The size and age of the cavity observed in the center of Rosette Nebula is too small when compared to the age of its central stars.
Now, researchers from the University of Leeds, offers an explanation. Through computer simulations, astronomers at Leeds and at Keele University have found the formation of the Nebula. A thin disc-like structure of the cloud focusing the stellar winds away from the cloud’s centre would account for the comparatively small size of the central cavity.
The Rosette Nebula in the Milky Way Galaxy spans about 100 light-years across and lies approximately 5,000 light-years from Earth. It can be seen with a small telescope towards the constellation of the Unicorn (Monoceros).
This giant molecular cloud – known for its rose-like shape and distinctive hole at its center – is likely to be in a thin sheet-like molecular cloud rather than in a spherical or thick disc-like shape, as some photographs may suggest.
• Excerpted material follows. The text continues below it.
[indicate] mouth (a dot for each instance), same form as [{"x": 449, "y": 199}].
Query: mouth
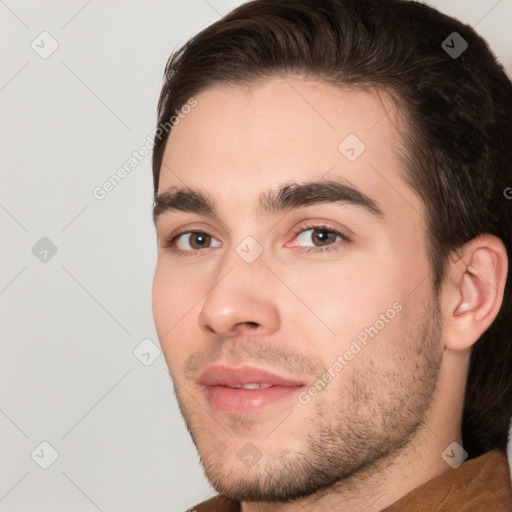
[{"x": 244, "y": 390}]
“The massive stars that make up the Rosette Nebula’s central cluster are a few millions of years old and halfway through their lifecycle, “ study lead author, Dr Christopher Wareing, said in a press release.
“For the length of time their stellar winds would have been flowing, you would expect a central cavity up to ten times bigger.”
“We simulated the stellar wind feedback and formation of the nebula in various molecular cloud models including a clumpy sphere, a thick filamentary disc and a thin disc, all created from the same low density initial atomic cloud.
“It was the thin disc that reproduced the physical appearance – cavity size, shape and magnetic field alignment — of the Nebula, at an age compatible with the central stars and their wind strengths.”
“To have a model that so accurately reproduces the physical appearance in line with the observational data, without setting out to do this, is rather extraordinary,” Dr Wareing added.
The nine simulations required roughly half a million CPU hours — the equivalent to 57 years on a standard desktop computer.